Recentemente m’è capitato sottomano un articolo di Ettore Stampini scritto molti anni or sono. In esso Stampini osservava che fu cassata una lezione dell’Unger (“Zur Cicuta des Domitius Marsus”, in Philol., XIV, 1859, p. 217) che tutto sommato potrebbe starci abbastanza bene. Il guasto, diceva Stampini, “si limita alla sola parola concubitum, che si capisce subito essere nata dalla fusione di due parole consecutive con cui terminava il verso; non è di fatto per nulla da meravigliare che in un codice, o per scarsità di spazio o per altro motivo, siasi [= si sia] abbreviato il verbo concumbere con concũb e utrique con utrq, e sia venuto fuori un falso concubitum in luogo di quel concubitum utrique, molto ben veduto dall’Unger”, che scrisse così il distico:
Sed postquam alterius mulier concumbere utrique
Novit, deposuit alter amicitiam.
Dove concumbere utrique significa, diceva Stampini, “imparò a giacere con tutt’e due i fratelli, vale a dire con altra espressione latina utrumque cognovit”. Ossia, in breve, “li conobbe (in senso biblico) ambedue”.
Traducendo:
“Ma dopo che la moglie dell’uno imparò a giacere con tutt’e due i fratelli, l’altro ruppe subito l’amicizia”.
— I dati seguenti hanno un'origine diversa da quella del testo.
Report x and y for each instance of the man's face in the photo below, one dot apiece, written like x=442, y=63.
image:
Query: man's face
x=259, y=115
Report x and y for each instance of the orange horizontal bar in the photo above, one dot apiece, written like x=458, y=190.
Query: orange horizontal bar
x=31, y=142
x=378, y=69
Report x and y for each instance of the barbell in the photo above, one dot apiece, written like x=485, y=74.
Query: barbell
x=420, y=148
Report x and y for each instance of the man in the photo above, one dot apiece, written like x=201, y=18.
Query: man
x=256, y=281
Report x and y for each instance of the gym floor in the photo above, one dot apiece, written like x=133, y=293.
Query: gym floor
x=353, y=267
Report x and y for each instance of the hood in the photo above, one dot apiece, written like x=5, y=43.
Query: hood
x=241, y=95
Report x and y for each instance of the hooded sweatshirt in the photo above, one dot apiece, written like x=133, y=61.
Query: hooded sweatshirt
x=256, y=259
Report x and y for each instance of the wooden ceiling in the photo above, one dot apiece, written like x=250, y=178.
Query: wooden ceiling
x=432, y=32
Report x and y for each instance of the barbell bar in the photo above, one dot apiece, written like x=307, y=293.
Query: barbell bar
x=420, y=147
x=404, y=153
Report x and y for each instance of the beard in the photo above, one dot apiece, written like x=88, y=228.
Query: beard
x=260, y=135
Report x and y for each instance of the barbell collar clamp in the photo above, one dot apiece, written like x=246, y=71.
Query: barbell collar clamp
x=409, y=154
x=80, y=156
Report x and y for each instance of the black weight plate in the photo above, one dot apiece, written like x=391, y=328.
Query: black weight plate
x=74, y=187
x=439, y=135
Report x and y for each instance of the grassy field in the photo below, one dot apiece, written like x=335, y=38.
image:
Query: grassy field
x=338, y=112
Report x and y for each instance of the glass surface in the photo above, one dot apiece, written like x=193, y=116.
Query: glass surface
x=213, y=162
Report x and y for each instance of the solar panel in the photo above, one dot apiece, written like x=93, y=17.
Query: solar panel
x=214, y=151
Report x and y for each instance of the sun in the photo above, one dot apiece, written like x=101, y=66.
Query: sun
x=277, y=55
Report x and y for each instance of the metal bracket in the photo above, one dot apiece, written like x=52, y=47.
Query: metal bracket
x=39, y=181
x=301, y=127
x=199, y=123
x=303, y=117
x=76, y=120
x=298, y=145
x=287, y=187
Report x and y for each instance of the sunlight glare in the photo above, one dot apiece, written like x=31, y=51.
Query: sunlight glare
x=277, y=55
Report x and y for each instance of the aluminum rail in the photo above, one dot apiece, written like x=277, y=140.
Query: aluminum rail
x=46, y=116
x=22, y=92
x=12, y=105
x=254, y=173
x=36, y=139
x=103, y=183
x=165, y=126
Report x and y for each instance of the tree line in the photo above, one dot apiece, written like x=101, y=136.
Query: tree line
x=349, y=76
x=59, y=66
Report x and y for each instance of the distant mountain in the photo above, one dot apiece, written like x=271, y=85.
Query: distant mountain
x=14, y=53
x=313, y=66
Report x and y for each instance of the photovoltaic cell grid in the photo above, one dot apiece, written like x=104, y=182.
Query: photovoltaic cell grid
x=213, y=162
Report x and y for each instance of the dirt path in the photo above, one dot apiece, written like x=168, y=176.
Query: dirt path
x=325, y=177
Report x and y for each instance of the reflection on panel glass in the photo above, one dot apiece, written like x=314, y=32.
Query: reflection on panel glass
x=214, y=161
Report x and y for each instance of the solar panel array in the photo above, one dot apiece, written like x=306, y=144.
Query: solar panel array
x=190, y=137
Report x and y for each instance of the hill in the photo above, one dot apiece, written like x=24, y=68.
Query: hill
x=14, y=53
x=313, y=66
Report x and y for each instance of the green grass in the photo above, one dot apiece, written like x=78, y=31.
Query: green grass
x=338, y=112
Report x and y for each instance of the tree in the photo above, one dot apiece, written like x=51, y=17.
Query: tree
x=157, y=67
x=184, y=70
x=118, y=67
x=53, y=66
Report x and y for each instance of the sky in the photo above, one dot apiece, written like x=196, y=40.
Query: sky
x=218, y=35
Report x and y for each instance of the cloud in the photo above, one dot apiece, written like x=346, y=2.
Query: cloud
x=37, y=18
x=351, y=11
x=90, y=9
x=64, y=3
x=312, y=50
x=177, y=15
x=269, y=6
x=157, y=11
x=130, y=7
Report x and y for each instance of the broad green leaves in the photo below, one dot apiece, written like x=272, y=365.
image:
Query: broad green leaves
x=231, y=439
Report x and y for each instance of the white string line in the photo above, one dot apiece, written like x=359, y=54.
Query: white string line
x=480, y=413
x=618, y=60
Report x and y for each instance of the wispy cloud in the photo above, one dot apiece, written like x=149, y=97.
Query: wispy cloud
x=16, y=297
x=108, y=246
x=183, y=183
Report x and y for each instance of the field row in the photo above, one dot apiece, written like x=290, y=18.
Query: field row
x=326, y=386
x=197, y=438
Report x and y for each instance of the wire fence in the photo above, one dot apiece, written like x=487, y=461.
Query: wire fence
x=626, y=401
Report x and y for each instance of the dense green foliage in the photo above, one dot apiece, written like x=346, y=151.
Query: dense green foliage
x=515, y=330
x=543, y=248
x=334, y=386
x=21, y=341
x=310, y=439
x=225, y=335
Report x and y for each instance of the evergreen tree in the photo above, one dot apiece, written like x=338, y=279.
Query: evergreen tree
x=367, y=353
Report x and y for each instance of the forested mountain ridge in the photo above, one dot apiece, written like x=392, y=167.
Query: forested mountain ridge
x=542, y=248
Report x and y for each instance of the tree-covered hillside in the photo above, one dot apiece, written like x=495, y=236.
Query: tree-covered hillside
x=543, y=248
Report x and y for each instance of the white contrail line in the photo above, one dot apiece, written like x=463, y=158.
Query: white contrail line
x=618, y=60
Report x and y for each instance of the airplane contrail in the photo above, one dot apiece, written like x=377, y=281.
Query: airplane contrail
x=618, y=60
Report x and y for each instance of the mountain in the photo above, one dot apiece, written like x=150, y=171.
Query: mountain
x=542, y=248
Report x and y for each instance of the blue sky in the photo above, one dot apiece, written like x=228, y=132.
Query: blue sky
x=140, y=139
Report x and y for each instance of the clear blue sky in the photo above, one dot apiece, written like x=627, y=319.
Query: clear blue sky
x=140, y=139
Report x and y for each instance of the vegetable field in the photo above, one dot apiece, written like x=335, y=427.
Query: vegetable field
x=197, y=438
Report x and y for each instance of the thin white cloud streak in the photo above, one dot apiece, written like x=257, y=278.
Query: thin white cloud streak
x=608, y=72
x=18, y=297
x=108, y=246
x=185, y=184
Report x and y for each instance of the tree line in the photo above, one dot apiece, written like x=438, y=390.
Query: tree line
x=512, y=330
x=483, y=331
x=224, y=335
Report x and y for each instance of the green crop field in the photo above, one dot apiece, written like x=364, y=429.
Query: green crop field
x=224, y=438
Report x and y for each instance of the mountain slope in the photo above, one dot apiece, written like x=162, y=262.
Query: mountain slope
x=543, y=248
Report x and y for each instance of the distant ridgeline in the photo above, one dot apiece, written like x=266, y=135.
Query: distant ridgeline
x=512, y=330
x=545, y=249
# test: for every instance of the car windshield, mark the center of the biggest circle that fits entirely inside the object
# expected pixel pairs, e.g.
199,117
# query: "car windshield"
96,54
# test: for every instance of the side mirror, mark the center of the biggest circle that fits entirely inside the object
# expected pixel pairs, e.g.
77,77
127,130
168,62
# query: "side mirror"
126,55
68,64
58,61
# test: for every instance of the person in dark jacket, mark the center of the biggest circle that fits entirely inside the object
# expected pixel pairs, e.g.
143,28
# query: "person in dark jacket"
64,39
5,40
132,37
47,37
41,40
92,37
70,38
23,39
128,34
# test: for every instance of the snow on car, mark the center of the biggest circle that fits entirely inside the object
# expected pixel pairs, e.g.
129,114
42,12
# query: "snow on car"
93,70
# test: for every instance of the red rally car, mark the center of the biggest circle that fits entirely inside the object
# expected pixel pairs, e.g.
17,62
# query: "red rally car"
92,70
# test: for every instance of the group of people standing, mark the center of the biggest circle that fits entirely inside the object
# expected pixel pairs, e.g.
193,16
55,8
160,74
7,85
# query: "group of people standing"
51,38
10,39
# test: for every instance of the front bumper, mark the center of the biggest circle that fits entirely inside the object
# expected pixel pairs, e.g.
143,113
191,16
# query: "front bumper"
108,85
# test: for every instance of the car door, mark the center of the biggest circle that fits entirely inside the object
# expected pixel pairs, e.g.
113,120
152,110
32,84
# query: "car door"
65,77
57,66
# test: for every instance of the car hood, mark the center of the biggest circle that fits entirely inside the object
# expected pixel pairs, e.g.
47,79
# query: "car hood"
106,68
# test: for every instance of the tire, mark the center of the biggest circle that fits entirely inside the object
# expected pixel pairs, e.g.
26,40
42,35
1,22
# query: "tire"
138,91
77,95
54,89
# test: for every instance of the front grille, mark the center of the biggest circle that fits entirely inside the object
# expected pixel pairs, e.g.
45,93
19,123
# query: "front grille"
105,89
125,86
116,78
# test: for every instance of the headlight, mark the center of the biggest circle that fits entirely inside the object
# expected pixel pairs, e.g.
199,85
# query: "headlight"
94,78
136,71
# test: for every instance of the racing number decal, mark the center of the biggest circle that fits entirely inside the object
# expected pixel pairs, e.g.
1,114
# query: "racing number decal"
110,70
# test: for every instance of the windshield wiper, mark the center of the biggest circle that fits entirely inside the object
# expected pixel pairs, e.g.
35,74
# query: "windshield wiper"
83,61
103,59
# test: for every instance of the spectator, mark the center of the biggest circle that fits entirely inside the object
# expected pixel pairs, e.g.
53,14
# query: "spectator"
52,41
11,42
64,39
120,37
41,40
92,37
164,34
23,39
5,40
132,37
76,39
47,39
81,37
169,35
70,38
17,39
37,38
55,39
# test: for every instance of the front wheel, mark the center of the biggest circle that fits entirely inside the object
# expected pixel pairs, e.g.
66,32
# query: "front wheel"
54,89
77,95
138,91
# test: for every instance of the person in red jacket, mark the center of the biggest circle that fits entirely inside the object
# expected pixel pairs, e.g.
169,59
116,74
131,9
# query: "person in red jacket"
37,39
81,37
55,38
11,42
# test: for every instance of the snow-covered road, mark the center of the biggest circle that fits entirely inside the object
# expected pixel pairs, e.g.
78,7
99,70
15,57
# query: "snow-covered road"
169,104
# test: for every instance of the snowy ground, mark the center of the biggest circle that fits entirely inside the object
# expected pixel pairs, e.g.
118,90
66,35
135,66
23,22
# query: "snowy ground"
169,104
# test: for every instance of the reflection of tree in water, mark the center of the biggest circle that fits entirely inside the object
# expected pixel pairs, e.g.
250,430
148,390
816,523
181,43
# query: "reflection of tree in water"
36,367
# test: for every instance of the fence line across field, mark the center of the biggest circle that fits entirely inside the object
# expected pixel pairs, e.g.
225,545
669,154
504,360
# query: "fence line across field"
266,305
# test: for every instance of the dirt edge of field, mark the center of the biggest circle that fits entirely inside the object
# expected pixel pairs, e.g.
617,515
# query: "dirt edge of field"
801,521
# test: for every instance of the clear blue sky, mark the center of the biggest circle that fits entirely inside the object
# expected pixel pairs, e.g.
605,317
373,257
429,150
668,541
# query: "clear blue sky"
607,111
Devo dire che la lezione proposta dall’Unger e ribadita da Stampini, che si lamentò tra l’altro del fatto che molti filologi sono ipercritici e rifiutano le soluzioni più semplici, mi trova concorde ed in forte sintonia. E, a onor del vero, devo altresì riconoscere che la lezione concumbere utrique rende benissimo il concetto, addirittura meglio del mio etiam ( che tuttavia non è poi così malaccio come proposta interpretativa).
Fonte:
E. Stampini, “L’epigramma di Domizio Marso contro Bavio e suo fratello”, in Nel mondo latino. Studi di letteratura e filologia, Torino, Bocca, 1921, p. 311 sgg., e pp. 316-317.